Le visage de sa mère s’anima alors, à tel point que le masque d’argile se craquela sur sa peau.
— Oh honey, c’est fabuleux, prodigieusement fabuleux ! I’m in love, in love, in love ! Figure-toi que la grincheuse mademoiselle Pinson a attrapé la grippe, et l’agence m’a envoyé un homme infirmier, un ange blond bouclé. Tu n’as pas idée comme il est beau, imagine Patrick Juvet – elle mima alors le signe de croix – période I love America, tu vois le tableau ?
Célia ne vit pas grand-chose, en revanche elle eut instantanément dans les oreilles la voix haut perchée du chanteur.
— D’accord, mais qu’a-t-il dit au sujet de ta cheville, ton ange blond ? Tu en as encore pour longtemps ?
Sa mère fit la moue, se renfonça dans son canapé et prit un air faussement désolé.
— Tu sais darling, c’est excessivement fragile, la cheville. J’ai des attaches si fines ! Matthieu – un prénom d’évangéliste, c’est un signe – il l’a remarqué d’ailleurs, qu’elles sont fines, c’est un soignant si attentif… Il a dit que ce n’était pas encore tout à fait remis, et que je ne devais pas retourner en discothèque trop vite. Quel petit plaisantin ! Je vais devoir garder l’attelle encore deux ou trois semaines. Au moins !
Elle trempa les lèvres dans le verre de Campari, en prenant bien soin de ne pas toucher le liquide rouge avec son masque. Dans ce tourbillon d’informations, Célia avait compris son petit jeu : maintenant qu’elle avait jeté son dévolu sur son infirmier, sa mère allait faire durer le plaisir. Et bien sûr, pendant son immobilisation, sa fille allait devoir continuer à faire ses courses et donc la voir deux fois par semaine…deux fois de trop pour son équilibre mental, déjà vacillant.

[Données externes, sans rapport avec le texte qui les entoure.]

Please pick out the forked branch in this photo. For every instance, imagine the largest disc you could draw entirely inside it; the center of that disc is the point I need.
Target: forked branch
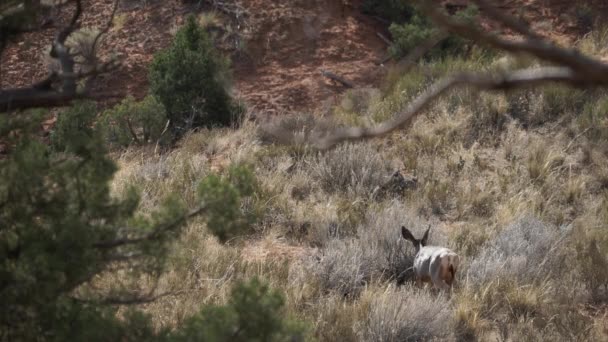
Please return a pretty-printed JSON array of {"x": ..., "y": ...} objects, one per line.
[
  {"x": 59, "y": 88},
  {"x": 571, "y": 67}
]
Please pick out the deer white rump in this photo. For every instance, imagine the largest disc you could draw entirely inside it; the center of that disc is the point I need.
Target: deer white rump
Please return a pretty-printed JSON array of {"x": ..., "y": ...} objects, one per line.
[{"x": 436, "y": 265}]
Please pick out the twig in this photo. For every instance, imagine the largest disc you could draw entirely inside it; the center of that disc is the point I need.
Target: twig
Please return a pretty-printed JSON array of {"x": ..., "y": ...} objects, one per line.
[
  {"x": 518, "y": 78},
  {"x": 129, "y": 300},
  {"x": 106, "y": 28},
  {"x": 161, "y": 135},
  {"x": 595, "y": 71}
]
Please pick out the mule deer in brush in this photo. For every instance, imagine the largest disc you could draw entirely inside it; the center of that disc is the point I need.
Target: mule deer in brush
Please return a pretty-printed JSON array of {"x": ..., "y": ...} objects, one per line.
[{"x": 436, "y": 265}]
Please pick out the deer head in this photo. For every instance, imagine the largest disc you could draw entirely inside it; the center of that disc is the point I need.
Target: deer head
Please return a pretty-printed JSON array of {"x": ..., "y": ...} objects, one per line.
[
  {"x": 433, "y": 264},
  {"x": 418, "y": 243}
]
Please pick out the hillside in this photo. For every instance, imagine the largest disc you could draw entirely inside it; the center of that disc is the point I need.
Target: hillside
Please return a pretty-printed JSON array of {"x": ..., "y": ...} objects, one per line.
[
  {"x": 280, "y": 45},
  {"x": 515, "y": 182}
]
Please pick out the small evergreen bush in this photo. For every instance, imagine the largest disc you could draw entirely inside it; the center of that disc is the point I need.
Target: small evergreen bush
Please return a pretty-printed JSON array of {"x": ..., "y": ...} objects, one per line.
[
  {"x": 190, "y": 79},
  {"x": 418, "y": 29},
  {"x": 134, "y": 122},
  {"x": 74, "y": 126}
]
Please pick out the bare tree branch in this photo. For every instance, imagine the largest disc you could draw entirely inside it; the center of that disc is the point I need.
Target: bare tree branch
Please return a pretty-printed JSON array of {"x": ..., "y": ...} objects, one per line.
[
  {"x": 572, "y": 68},
  {"x": 43, "y": 93},
  {"x": 490, "y": 9},
  {"x": 514, "y": 79},
  {"x": 594, "y": 70}
]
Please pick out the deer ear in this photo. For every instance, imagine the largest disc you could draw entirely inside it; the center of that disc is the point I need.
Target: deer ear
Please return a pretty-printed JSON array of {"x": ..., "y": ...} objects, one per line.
[
  {"x": 425, "y": 237},
  {"x": 407, "y": 235}
]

Tout autour de Clarisse, sur les nombreux guéridons et sellettes, une collection de photos encadrées et de bricoles en tout genre – bouchons de champagne, badges VIP, morceaux de nappes signés, boules à neige contenant des monuments – témoignaient de son passé de fêtes et de paillettes.

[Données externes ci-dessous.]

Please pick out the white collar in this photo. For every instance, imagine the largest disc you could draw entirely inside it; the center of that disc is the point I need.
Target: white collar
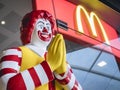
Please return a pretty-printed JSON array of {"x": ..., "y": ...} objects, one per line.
[{"x": 40, "y": 51}]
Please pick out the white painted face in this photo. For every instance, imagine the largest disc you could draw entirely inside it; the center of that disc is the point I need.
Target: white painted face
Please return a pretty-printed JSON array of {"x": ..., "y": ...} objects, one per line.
[
  {"x": 43, "y": 28},
  {"x": 42, "y": 32}
]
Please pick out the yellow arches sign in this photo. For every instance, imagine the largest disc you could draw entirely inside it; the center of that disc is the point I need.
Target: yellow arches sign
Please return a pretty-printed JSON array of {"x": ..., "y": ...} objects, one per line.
[{"x": 91, "y": 19}]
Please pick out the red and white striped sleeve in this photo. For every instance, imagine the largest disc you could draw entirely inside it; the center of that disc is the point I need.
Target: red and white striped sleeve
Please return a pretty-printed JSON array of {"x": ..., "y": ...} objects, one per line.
[
  {"x": 13, "y": 79},
  {"x": 68, "y": 80}
]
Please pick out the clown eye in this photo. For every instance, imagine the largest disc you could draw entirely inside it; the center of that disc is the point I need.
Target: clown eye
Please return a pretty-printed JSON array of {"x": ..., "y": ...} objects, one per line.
[
  {"x": 40, "y": 27},
  {"x": 48, "y": 27}
]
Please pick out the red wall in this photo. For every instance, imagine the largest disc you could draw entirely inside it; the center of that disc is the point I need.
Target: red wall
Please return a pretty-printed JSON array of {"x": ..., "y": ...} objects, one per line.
[{"x": 65, "y": 11}]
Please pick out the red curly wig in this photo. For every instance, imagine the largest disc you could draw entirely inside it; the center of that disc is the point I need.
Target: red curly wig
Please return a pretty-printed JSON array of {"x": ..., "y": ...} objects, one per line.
[{"x": 28, "y": 23}]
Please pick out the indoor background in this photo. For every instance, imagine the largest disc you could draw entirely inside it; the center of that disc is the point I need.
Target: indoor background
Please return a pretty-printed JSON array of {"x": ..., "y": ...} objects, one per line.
[{"x": 94, "y": 69}]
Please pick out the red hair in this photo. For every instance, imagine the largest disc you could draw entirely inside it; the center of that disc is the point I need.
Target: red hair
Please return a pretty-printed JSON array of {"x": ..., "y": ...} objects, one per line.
[{"x": 28, "y": 22}]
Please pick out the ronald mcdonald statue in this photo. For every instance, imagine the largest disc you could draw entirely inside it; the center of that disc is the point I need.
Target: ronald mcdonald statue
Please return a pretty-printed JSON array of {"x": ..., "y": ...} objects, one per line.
[{"x": 40, "y": 63}]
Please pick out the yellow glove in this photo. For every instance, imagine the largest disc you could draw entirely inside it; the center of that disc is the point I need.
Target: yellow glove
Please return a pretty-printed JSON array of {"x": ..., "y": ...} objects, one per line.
[{"x": 56, "y": 53}]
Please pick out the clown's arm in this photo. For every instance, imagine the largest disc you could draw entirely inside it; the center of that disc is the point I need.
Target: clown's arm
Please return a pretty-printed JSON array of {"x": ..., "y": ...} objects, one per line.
[
  {"x": 63, "y": 73},
  {"x": 13, "y": 79},
  {"x": 68, "y": 80}
]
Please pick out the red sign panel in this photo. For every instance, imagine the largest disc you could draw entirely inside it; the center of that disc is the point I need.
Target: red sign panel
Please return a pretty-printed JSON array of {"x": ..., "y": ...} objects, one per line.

— Dear, veux-tu bien aller redresser Keith Richards ? Il penche à gauche.
Un des murs de l’appartement était entièrement consacré aux photographies de Clarisse avec des musiciens célèbres des années 1970 et 1980. Sur l’une d’elles, elle serrait de près le guitariste des Rolling Stones. Le ventre de sa mère, enceinte de six mois, pointait à peine sous la robe rouge à sequins qui moulait son corps juvénile. Petite fille, puis adolescente, Célia avait scruté des heures chacun de ces clichés, dans l’espoir de retrouver ses propres traits sur ceux d’un des artistes aux côtés de sa mère. Celle-ci n’avait jamais voulu lui révéler l’identité de son père. Au fil du temps, sa fille s’était résignée. Elle n’abordait plus jamais le sujet, et se contentait du minimum dans ses rapports avec Clarisse.

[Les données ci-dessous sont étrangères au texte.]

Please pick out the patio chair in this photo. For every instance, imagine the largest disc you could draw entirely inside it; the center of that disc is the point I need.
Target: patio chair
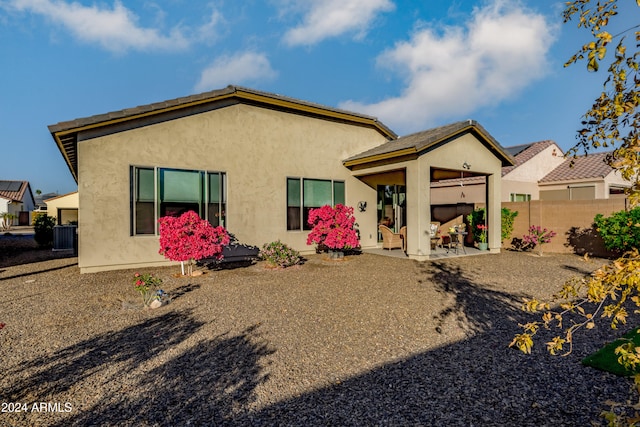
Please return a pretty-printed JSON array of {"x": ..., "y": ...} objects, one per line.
[
  {"x": 435, "y": 237},
  {"x": 390, "y": 240}
]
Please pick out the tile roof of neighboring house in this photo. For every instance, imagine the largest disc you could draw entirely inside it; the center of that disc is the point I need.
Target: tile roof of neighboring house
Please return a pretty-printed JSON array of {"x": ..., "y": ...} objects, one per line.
[
  {"x": 585, "y": 167},
  {"x": 524, "y": 153},
  {"x": 65, "y": 133},
  {"x": 15, "y": 190},
  {"x": 58, "y": 196},
  {"x": 421, "y": 141}
]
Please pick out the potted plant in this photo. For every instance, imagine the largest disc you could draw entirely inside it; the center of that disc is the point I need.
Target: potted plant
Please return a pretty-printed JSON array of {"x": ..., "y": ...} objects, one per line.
[{"x": 482, "y": 236}]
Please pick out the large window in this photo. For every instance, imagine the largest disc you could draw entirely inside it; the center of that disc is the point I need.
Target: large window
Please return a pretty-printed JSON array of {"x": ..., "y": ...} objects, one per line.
[
  {"x": 519, "y": 197},
  {"x": 306, "y": 194},
  {"x": 158, "y": 192}
]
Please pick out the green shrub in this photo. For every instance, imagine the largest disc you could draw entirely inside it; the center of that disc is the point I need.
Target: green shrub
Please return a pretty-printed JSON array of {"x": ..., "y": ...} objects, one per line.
[
  {"x": 43, "y": 228},
  {"x": 278, "y": 254},
  {"x": 508, "y": 217},
  {"x": 476, "y": 218},
  {"x": 620, "y": 231}
]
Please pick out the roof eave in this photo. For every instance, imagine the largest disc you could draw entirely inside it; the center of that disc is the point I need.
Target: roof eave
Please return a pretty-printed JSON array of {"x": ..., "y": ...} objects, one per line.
[{"x": 63, "y": 129}]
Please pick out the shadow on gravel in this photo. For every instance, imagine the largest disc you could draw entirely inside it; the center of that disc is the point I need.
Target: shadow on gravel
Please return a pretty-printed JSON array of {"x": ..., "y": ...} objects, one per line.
[
  {"x": 478, "y": 381},
  {"x": 212, "y": 381},
  {"x": 475, "y": 308}
]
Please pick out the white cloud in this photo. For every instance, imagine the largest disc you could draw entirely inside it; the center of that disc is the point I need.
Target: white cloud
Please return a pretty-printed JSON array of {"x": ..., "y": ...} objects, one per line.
[
  {"x": 330, "y": 18},
  {"x": 116, "y": 29},
  {"x": 451, "y": 74},
  {"x": 243, "y": 68}
]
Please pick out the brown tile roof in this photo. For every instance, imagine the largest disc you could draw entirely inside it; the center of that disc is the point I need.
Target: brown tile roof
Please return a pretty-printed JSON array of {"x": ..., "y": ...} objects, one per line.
[
  {"x": 15, "y": 190},
  {"x": 65, "y": 133},
  {"x": 585, "y": 167},
  {"x": 524, "y": 153},
  {"x": 424, "y": 140}
]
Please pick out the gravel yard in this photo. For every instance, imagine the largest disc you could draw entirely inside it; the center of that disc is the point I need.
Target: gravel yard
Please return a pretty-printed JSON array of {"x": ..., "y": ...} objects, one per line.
[{"x": 371, "y": 340}]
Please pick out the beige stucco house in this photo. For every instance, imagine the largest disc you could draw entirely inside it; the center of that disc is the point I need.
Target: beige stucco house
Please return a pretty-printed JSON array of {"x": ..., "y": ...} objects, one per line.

Célia réaligna le cadre et, restant debout, se prépara à prendre la poudre d’escampette.
« Insolite, maintenant, cracha le poste de radio, une nouvelle preuve que la justice peut être très, très lente ! Plus d’un siècle après l’événement, un journaliste rouvre l’enquête autour d’un accident mortel survenu lors de l’Exposition universelle de Paris en 1900. En triant les archives de son grand-père, décédé, notre confrère Raoul Lemot a mis au jour une correspondance entre son aïeul et un certain P. Les lettres révèleraient que ledit P. aurait été impliqué dans le fameux accident des Invalides, la rupture d’une passerelle qui avait causé quatre morts. Reportage, tout de suite, par Christ… »
Clarisse coupa le babillage du présentateur avant qu’il n’ait fini sa phrase.
—  Dear God, les gens qui vivent dans le passé sont déprimants, tu ne trouves pas darling ?
Parcourant le salon-musée du regard, Célia contint un second fou rire.